The species of plants you can grow only in water, without any soil base, is truly amazing. So, if you are ready for a shift from the conventional gardening to this water gardening, start now.
Indeed, why not grow your favorite “go-to” herbs in water and keep them close at hand? Water-born herbs grow full of flavor just as those you grow outdoors in the garden. The advantage here is that you don’t have to mess up with soil, or worry about regular plant watering, or changing weather seasons.
While most herbs will be happy growing in water, only those raised from cuttings are easier to start in water. The cilantro, mustard and dill are a bit tricky though because you need to sow the seeds in soil, or another proxy medium, and then do the transfer of the seedlings to water.

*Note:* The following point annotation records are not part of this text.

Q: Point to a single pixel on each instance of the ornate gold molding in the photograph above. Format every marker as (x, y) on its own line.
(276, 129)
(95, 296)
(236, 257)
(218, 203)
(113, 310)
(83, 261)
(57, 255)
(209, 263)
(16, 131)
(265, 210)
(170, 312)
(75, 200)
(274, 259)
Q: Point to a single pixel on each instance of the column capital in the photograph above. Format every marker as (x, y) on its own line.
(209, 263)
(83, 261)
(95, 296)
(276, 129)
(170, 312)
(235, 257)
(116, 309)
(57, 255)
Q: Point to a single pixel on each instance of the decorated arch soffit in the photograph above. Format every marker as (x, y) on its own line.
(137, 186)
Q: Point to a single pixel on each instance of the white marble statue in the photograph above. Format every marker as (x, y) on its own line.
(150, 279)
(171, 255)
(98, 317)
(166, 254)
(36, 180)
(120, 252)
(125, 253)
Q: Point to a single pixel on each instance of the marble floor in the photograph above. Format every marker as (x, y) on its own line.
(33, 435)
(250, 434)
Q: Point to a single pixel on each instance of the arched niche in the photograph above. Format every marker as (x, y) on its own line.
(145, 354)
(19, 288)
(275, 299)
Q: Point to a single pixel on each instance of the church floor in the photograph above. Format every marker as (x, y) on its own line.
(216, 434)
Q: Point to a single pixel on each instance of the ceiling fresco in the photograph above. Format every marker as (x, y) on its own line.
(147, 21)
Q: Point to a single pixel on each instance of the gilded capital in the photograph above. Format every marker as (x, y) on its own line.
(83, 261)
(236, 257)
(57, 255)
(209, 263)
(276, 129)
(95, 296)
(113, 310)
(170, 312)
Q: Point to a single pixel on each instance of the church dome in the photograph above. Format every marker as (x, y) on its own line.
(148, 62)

Do not hesitate: soil-to-water transition is not impossible! It may not always come successful because soil-grown roots are a bit different from those water-grown.

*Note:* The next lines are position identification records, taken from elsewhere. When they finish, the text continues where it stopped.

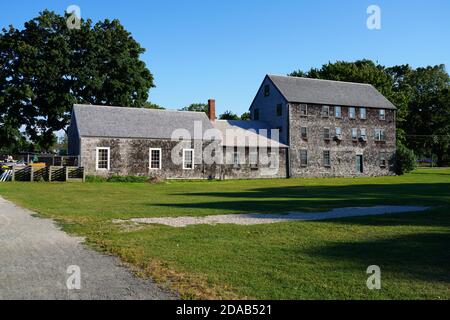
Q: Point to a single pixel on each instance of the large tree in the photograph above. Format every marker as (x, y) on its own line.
(47, 67)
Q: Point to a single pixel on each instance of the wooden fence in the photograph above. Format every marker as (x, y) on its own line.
(50, 173)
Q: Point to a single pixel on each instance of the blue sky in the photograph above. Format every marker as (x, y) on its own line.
(199, 49)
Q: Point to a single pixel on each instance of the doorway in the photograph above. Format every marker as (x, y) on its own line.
(359, 163)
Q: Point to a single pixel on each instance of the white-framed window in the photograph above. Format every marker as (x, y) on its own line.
(352, 113)
(354, 133)
(362, 113)
(188, 159)
(326, 158)
(304, 132)
(102, 158)
(304, 110)
(382, 159)
(303, 157)
(379, 135)
(155, 158)
(326, 134)
(363, 134)
(338, 132)
(253, 159)
(236, 159)
(325, 111)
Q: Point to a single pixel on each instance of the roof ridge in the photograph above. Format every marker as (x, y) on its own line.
(305, 78)
(134, 108)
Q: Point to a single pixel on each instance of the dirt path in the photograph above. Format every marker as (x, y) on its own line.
(35, 256)
(249, 219)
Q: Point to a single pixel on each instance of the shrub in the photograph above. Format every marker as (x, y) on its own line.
(405, 159)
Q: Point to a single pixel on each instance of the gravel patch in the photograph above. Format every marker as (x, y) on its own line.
(255, 218)
(35, 256)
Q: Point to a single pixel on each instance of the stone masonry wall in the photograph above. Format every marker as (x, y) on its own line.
(342, 153)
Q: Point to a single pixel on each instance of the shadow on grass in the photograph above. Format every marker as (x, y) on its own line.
(318, 198)
(424, 256)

This is what you need to grow herbs in water
You can root herb cuttings in glass bottles filled with plain water and place them on your kitchen sill. Tap water (left to air overnight) is fine, and so is stored rainwater. The best is spring or well water – it has some amount of dissolved minerals that are quickly absorbed by the plants.
Note: Avoid using chlorinated water with fragile plants as the bleaching chemical is not exactly friendly to plant tissues.